TikTok Bantah Kabar Peluncuran Mobil atau Merek Baru
JAKARTA - Perusahaan induk TikTok, ByteDance, membantah rencana untuk meluncurkan mobil dengan Seres Group, produsen mobil di balik AITO. ByteDance juga menegaskan tidak ada peluncuran mobil atau merek baru yang direncanakan.
Dalam pernyataannya, raksasa teknologi China itu menyampaikan empat poin utama. Keempat poin itu adalah sebagai berikut, sebagaimana melansir Car News China, Senin (8/6/2026):
1. ByteDance tidak memiliki rencana untuk meluncurkan mobil atau merek baru.
2. “Saidou” bukanlah merek mobil yang diluncurkan oleh ByteDance atau Dola (Doubao) AI.
3. ByteDance tidak memiliki saham di Saidou.
4. Dola (Doubao) dan Volcano Engine fokus pada kokpit pintar dan teknologi AI untuk industri otomotif.
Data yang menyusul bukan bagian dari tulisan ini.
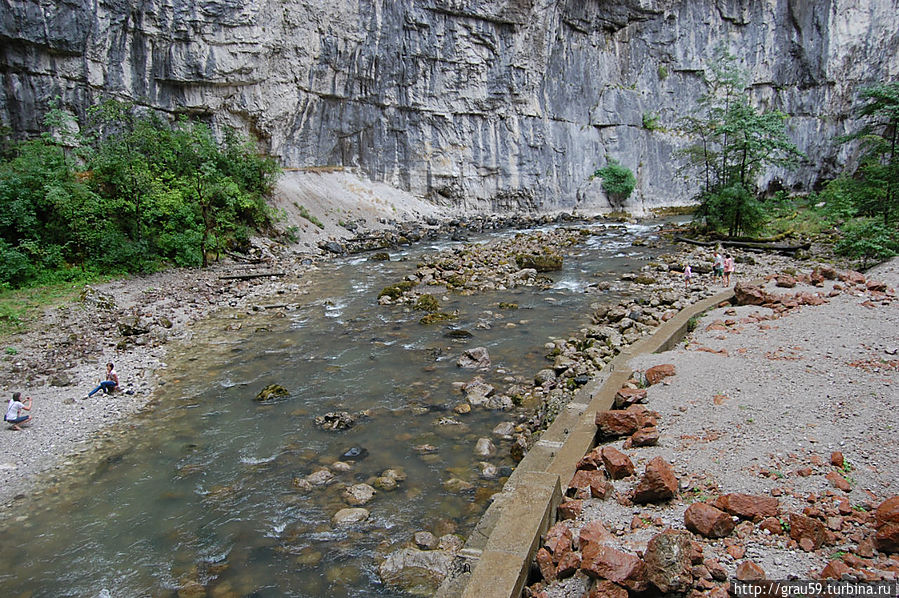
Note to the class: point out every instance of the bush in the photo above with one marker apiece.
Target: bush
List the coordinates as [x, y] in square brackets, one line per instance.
[617, 180]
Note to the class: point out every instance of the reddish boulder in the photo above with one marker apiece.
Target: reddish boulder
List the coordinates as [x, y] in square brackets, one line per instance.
[667, 561]
[570, 509]
[749, 571]
[603, 562]
[887, 512]
[607, 589]
[643, 437]
[593, 532]
[807, 532]
[545, 564]
[594, 483]
[835, 570]
[626, 397]
[887, 538]
[658, 484]
[657, 373]
[838, 481]
[748, 506]
[617, 464]
[568, 565]
[558, 540]
[705, 520]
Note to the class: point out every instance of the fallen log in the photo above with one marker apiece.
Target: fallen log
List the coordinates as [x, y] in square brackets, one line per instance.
[248, 276]
[747, 245]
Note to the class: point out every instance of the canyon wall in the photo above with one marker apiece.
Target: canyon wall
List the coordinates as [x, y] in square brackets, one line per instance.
[476, 104]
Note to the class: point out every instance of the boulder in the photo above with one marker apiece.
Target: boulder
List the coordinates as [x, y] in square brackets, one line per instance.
[749, 506]
[807, 532]
[476, 358]
[705, 520]
[349, 516]
[604, 562]
[617, 464]
[668, 563]
[657, 373]
[416, 571]
[358, 494]
[272, 391]
[658, 484]
[335, 420]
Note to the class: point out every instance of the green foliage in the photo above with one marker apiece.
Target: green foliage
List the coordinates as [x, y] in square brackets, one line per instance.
[733, 143]
[617, 180]
[868, 240]
[876, 181]
[125, 192]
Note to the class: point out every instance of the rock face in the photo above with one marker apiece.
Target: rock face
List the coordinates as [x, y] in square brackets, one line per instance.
[498, 104]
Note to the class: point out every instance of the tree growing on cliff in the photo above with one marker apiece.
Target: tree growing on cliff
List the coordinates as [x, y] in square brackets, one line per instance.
[617, 181]
[733, 142]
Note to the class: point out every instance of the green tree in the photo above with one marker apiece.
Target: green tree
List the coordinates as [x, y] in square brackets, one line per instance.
[617, 180]
[733, 142]
[877, 177]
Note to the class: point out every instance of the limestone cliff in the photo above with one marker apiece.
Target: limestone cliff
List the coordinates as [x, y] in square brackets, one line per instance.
[498, 104]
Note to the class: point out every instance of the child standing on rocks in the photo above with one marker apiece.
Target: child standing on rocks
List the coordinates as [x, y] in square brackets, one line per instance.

Rumor tentang peluncuran mobil baru muncul setelah restrukturisasi Chongqing Landian Technology, anak perusahaan Seres, yang menghasilkan terciptanya merek baru, “Saidou Technology”. Langkah ini membawa suntikan modal sebesar 6,67 miliar yuan (952,9 juta USD) dari beberapa investor, terutama Wending Investment, lengan investasi strategis CATL.
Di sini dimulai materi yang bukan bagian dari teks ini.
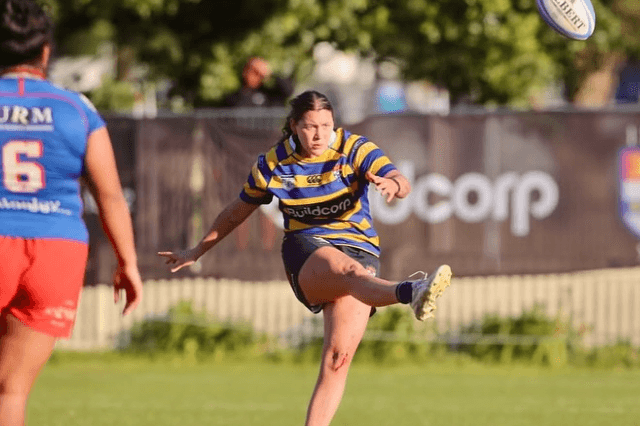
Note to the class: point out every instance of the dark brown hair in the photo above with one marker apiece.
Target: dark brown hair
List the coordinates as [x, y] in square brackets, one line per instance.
[306, 101]
[24, 30]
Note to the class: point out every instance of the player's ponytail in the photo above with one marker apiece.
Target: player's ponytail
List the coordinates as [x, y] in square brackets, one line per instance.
[24, 30]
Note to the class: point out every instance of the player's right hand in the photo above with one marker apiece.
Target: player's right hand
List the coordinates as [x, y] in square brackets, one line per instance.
[179, 259]
[127, 278]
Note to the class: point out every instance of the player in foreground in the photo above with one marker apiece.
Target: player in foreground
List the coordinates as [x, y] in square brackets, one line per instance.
[49, 139]
[330, 249]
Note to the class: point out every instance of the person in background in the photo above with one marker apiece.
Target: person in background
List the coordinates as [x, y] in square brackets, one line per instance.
[259, 87]
[50, 138]
[330, 249]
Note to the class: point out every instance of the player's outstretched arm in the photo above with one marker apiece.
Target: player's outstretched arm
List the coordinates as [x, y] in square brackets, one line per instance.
[232, 216]
[102, 179]
[392, 185]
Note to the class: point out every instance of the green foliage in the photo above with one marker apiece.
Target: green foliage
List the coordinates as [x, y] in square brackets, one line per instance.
[114, 95]
[393, 336]
[532, 336]
[193, 336]
[495, 52]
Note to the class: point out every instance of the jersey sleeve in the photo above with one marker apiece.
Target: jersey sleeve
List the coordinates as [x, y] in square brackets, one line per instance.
[367, 156]
[255, 189]
[95, 120]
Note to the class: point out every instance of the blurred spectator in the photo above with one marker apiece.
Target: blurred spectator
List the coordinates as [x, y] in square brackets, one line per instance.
[259, 87]
[629, 81]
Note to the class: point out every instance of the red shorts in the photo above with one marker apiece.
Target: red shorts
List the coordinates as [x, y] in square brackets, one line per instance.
[40, 282]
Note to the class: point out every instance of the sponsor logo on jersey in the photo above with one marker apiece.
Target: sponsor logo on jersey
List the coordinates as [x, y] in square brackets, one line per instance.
[18, 117]
[328, 209]
[288, 182]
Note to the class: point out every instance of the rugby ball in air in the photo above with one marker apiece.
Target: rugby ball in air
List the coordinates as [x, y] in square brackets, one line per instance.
[571, 18]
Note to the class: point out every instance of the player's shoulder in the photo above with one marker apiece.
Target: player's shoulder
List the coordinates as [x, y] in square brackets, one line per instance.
[349, 142]
[71, 96]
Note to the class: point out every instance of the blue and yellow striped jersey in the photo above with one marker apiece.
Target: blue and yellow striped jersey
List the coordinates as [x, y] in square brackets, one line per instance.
[324, 196]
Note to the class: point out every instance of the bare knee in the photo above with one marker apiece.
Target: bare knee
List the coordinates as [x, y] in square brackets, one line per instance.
[353, 269]
[336, 359]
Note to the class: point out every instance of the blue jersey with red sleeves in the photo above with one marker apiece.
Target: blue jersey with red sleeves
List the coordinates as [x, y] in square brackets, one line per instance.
[43, 140]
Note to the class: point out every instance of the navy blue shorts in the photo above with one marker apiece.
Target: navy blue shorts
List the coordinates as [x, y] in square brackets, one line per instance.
[296, 249]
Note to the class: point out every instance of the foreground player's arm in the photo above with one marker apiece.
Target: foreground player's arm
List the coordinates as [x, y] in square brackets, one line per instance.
[102, 179]
[228, 220]
[392, 185]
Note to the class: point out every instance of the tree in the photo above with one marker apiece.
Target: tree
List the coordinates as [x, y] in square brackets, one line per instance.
[493, 52]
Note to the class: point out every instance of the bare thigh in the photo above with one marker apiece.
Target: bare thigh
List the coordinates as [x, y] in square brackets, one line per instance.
[345, 321]
[23, 352]
[326, 275]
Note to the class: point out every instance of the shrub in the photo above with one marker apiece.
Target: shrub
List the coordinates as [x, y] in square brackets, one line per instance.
[192, 334]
Pengumuman dari Saidou memperkuat rumor ini, karena anak perusahaan Seres tersebut bersiap untuk meluncurkan merek mobil baru pada 9 Juni. Saidou dan Seres menyatakan entitas baru ini akan “mengeksplorasi kemungkinan tak terbatas dari kendaraan yang ditentukan oleh AI”. Ini mengisyaratkan integrasi signifikan teknologi AI dalam kendaraannya.
Namun, dengan penolakan dari ByteDance, kini diperkirakan mobil baru Saidou hanya akan menggabungkan kemampuan AI dan kokpit pintar dari Volcano Engine dan Dola.
Raksasa teknologi ini sebelumnya telah menjauhkan diri dari manufaktur otomotif dan produk pengemudian otonom, dan lebih fokus pada teknologi kabin interaktif.
Seres, Landian, dan Saidou
Awalnya berafiliasi dengan Dongfeng Motor, Seres Group meraih popularitas pada 2021 dengan SF5, model pertama dalam Aliansi Mobilitas Cerdas Harmony (HIMA) Huawei. Kerja sama ini menjadikan Seres sebagai pemain kunci dalam dorongan otomotif Huawei. Keduanya meluncurkan merek AITO pada tahun itu. Grup otomotif ini sebelumnya menjadi perbincangan karena mematenkan desain untuk toilet di dalam mobil.
Namun, nasib Landian jauh kurang menggembirakan. Merek anggaran Seres berfokus pada segmen SUV kelas bawah.
Kebangkitan Landian menjadi Saidou terjadi ketika Seres berupaya membatasi kerugian dan memperbaiki laporan keuangannya. Rumor tentang keterlibatan ByteDance bukanlah tanpa dasar, karena bahkan nama Saidou dapat dilihat sebagai gabungan dari Seres (Sai Li Si) dan Dola AI milik ByteDance (Dou Bao).
Detail tentang merek baru Saidou diharapkan akan diumumkan pada 9 Juni.